It’s entirely possible that Britain has had the only three days of sunshine it’ll get this summer, and while I’m writing this, it’s monsoon weather out there. Regardless, summer is an interesting time for anyone working running a small business, so here are a few tips to beat off the heat both in your home office and in your business.
Keep your house cool
First let’s look at a few tips to keep your house from heating up during the day:
1. Setup fans to make the air circulate
Rather than just letting air blow towards you, setup two fans along a “corridor” area crossing your house or apartment – from bedroom to office or kitchen to living room. One should face inwards and the other outwards so as to encourage the natural airflow throughout the rooms.
2. Get it done before the heat kicks in
Let the fresh air into the house early in the morning. Open all the windows, and let the crisp morning air cool down the house before the sun gets too strong.
In the same spirit, get your toughest work done early in the morning. Once it gets too warm and you can’t focus, you’ll be able to take on the easy tasks (or pop out for an ice cream!)
3. Keep the blinds down
Throughout the day, selectively shut blinds and windows on the sunny side of the house to avoid turning your home office into an oven.
You may not be doing very physical activity when working at home, but when it’s hot around you, you’ll sweat nonetheless. Be sure to drink plenty of water to keep your brain working at its best.
5. Make iced coffee
If like me, you need your caffeine to get the day going, try this cold-brewed iced coffee. Sure, the soaking coffee grounds look like a bowl of mud in the fridge, but it makes delicious iced coffee and can be prepared in larger quantity to last a few days. It’s a great way to avoid hot beverages if you’re already feeling too toasty.
Keep your business cool
1. Warn clients ahead of your holidays
If you’re a fairly small outfit, you may not have significant backup when you go on holiday. Let your clients know at least a few weeks in advance, so that any urgent work can be communicated ahead of time.
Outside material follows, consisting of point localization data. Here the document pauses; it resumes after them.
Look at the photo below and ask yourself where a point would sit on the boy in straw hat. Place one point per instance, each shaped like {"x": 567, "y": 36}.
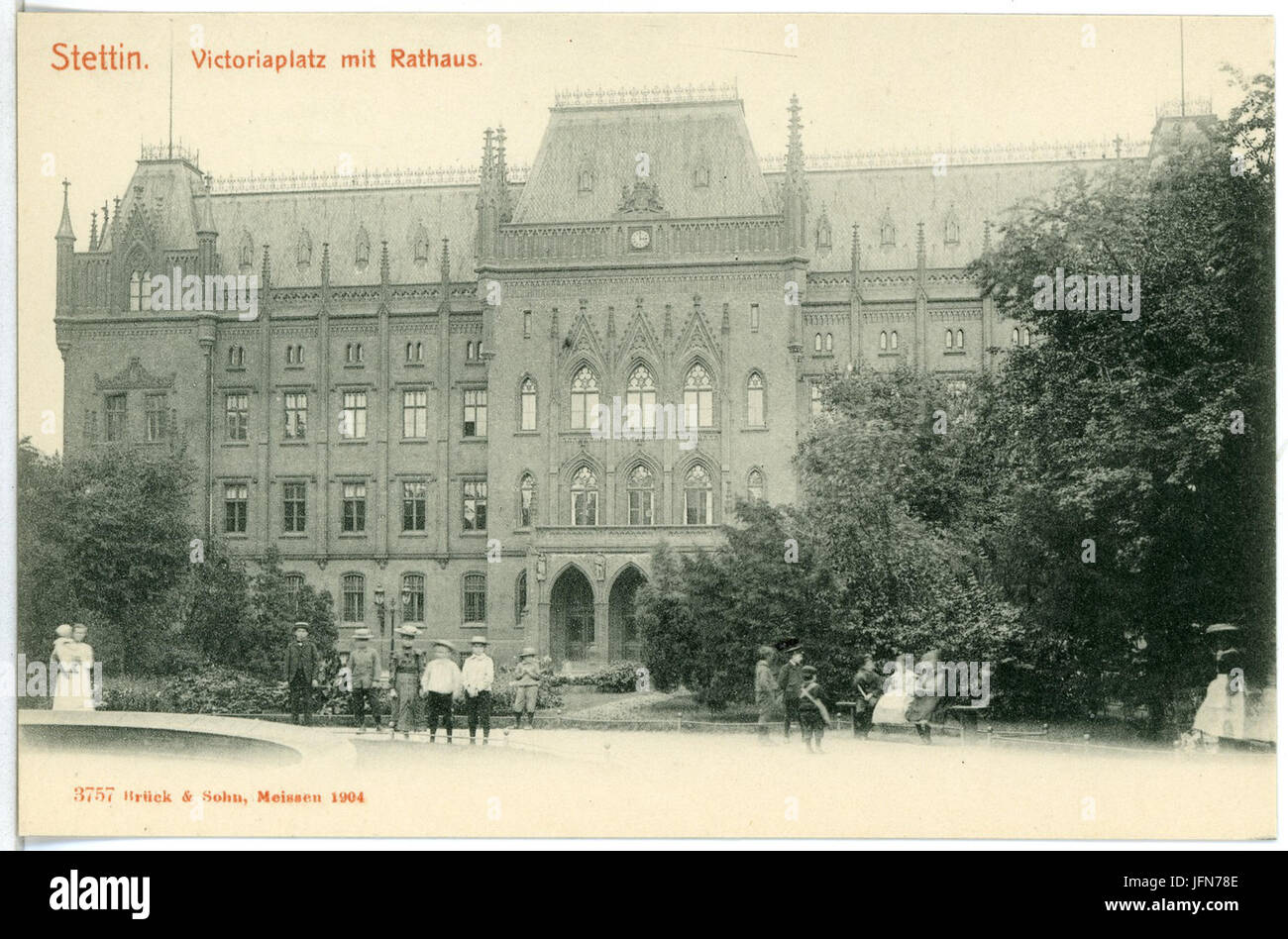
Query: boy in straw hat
{"x": 477, "y": 677}
{"x": 527, "y": 680}
{"x": 404, "y": 674}
{"x": 364, "y": 677}
{"x": 441, "y": 682}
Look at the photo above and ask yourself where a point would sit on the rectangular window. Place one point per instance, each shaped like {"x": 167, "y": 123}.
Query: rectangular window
{"x": 155, "y": 410}
{"x": 413, "y": 596}
{"x": 475, "y": 423}
{"x": 355, "y": 598}
{"x": 353, "y": 508}
{"x": 475, "y": 509}
{"x": 237, "y": 416}
{"x": 296, "y": 415}
{"x": 292, "y": 506}
{"x": 235, "y": 508}
{"x": 115, "y": 417}
{"x": 415, "y": 414}
{"x": 413, "y": 506}
{"x": 294, "y": 585}
{"x": 353, "y": 416}
{"x": 475, "y": 601}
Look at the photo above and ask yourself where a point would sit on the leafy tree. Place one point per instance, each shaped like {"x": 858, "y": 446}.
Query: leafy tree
{"x": 1153, "y": 438}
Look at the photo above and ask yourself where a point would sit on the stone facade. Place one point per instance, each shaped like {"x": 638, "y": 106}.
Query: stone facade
{"x": 423, "y": 351}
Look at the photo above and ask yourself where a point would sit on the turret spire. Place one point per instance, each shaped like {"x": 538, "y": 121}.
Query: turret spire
{"x": 64, "y": 227}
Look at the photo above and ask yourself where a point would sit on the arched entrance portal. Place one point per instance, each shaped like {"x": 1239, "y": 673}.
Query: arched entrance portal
{"x": 623, "y": 640}
{"x": 572, "y": 617}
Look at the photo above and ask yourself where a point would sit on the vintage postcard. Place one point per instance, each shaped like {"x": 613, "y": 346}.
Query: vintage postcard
{"x": 645, "y": 425}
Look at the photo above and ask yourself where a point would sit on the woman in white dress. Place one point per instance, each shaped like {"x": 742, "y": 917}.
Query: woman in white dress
{"x": 63, "y": 664}
{"x": 900, "y": 690}
{"x": 84, "y": 653}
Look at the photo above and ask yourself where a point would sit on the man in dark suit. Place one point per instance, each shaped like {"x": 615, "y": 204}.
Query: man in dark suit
{"x": 301, "y": 674}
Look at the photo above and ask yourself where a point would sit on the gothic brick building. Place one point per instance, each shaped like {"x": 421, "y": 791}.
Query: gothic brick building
{"x": 410, "y": 412}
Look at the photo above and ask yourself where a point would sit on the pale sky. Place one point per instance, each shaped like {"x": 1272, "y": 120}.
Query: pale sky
{"x": 922, "y": 82}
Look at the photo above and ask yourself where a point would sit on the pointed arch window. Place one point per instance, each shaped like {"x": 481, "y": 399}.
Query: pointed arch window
{"x": 528, "y": 404}
{"x": 640, "y": 401}
{"x": 585, "y": 497}
{"x": 141, "y": 291}
{"x": 888, "y": 234}
{"x": 304, "y": 249}
{"x": 756, "y": 401}
{"x": 362, "y": 249}
{"x": 520, "y": 598}
{"x": 639, "y": 495}
{"x": 698, "y": 397}
{"x": 527, "y": 492}
{"x": 697, "y": 496}
{"x": 584, "y": 404}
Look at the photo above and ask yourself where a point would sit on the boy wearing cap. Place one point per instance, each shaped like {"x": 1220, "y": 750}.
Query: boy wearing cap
{"x": 527, "y": 682}
{"x": 404, "y": 676}
{"x": 364, "y": 674}
{"x": 477, "y": 677}
{"x": 790, "y": 680}
{"x": 812, "y": 710}
{"x": 441, "y": 682}
{"x": 301, "y": 674}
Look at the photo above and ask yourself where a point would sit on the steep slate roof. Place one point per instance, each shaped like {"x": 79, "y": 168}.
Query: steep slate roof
{"x": 677, "y": 137}
{"x": 163, "y": 193}
{"x": 604, "y": 140}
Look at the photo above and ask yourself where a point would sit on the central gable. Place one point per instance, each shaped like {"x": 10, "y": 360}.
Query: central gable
{"x": 697, "y": 156}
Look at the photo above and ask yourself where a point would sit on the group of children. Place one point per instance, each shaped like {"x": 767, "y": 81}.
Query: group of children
{"x": 798, "y": 693}
{"x": 441, "y": 681}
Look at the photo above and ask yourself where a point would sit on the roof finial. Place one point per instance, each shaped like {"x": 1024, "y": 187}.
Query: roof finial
{"x": 64, "y": 226}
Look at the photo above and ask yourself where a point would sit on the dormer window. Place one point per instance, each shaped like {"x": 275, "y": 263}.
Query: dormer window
{"x": 141, "y": 291}
{"x": 362, "y": 249}
{"x": 823, "y": 236}
{"x": 304, "y": 250}
{"x": 952, "y": 231}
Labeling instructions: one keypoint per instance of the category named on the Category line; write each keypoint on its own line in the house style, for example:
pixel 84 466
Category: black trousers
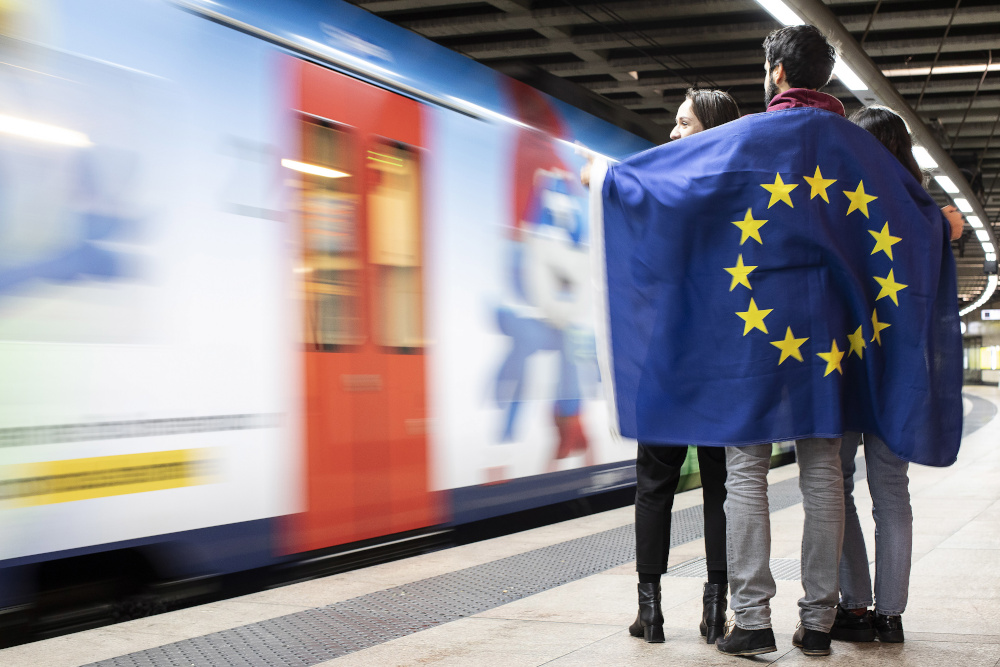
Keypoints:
pixel 658 469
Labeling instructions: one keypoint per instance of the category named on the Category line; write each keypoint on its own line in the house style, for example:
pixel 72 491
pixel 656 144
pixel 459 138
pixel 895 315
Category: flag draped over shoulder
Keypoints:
pixel 776 278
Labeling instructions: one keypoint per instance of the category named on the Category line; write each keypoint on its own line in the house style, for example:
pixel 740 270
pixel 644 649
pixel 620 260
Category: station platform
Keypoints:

With difficult clients, it’s worth setting the ground rules ahead of time, letting them know that they need to give you at least a week’s notice for work that needs to be done ahead of a holiday. If you let them know that this ensures you can give them quality results and avoid releasing dodgy code on a Friday night before you go away for two weeks, they’ll (usually) appreciate that it’s for their own good as well as yours.
2. Get backup from colleagues
Wherever possible, build good relationships with industry colleagues who you trust and could rely on to take over while you’re away. Whether it’s running a monthly report for a client or being on-call if things go wrong, it’ll be a relief to have someone back home dealing with it so you don’t have to pick up on the beach!
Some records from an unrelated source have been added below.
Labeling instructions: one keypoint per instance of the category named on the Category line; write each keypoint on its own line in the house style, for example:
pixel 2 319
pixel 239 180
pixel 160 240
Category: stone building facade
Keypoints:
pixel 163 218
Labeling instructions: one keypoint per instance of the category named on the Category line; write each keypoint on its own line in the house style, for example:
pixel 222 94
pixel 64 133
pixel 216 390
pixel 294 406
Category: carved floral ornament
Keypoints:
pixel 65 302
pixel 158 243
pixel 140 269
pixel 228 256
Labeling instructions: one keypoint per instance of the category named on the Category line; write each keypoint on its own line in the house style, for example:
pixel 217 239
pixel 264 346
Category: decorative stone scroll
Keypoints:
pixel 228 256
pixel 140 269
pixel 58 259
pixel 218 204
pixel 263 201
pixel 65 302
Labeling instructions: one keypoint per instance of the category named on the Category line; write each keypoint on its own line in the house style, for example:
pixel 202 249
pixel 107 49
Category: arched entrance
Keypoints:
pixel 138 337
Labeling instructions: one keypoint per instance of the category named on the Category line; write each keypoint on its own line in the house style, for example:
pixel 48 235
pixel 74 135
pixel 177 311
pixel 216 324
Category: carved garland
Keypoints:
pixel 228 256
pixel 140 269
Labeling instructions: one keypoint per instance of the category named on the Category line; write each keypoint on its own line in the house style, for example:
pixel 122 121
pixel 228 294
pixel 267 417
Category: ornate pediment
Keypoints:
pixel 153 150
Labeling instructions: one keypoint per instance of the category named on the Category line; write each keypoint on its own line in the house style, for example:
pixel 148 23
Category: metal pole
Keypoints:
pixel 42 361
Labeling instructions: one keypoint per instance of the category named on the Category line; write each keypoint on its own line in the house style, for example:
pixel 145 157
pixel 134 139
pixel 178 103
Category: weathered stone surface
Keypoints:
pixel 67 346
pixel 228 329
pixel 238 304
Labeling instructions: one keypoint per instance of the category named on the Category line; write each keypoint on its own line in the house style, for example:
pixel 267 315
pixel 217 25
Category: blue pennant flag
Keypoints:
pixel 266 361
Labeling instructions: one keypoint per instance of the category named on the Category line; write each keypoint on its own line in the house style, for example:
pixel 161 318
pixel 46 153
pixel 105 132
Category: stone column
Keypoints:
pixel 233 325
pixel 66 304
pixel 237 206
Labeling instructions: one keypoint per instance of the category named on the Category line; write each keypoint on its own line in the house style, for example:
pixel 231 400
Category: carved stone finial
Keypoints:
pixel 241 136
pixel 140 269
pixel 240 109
3. Plan your summer development
Before the summer starts, map out everyone’s holidays on a calendar. Based on the availability, plan your development cycle in more details. Avoid making big promises or planning projects too large for periods where only a few people are in.
4. Setup server monitoring
If you’re hosting client sites, applications or services, put your mind at rest by setting up monitoring. We use Pingdom, but there are many services out there providing a similar service.
5. Create a swipe file
A swipe file is a set of templates, examples and inspiration documents, which can serve as resource or starting point when writing a proposal or starting a new project. Whether it’s a physical print file, or a set of notebooks in Evernote, it’s a great way to give any project a kickstart, especially when you’re not in the mood to be writing and would rather be out playing frisbee!
What are your tips for coping with the challenges of summer? Do you bring in extra support for your team, take on less projects or just don’t take holidays? And do you prefer Pimms & lemonade, an air conditioned office or the beach to help cope with the heat? Share your tips in case the warmth comes back! (In the meantime, I’m off to turn the heating back on!)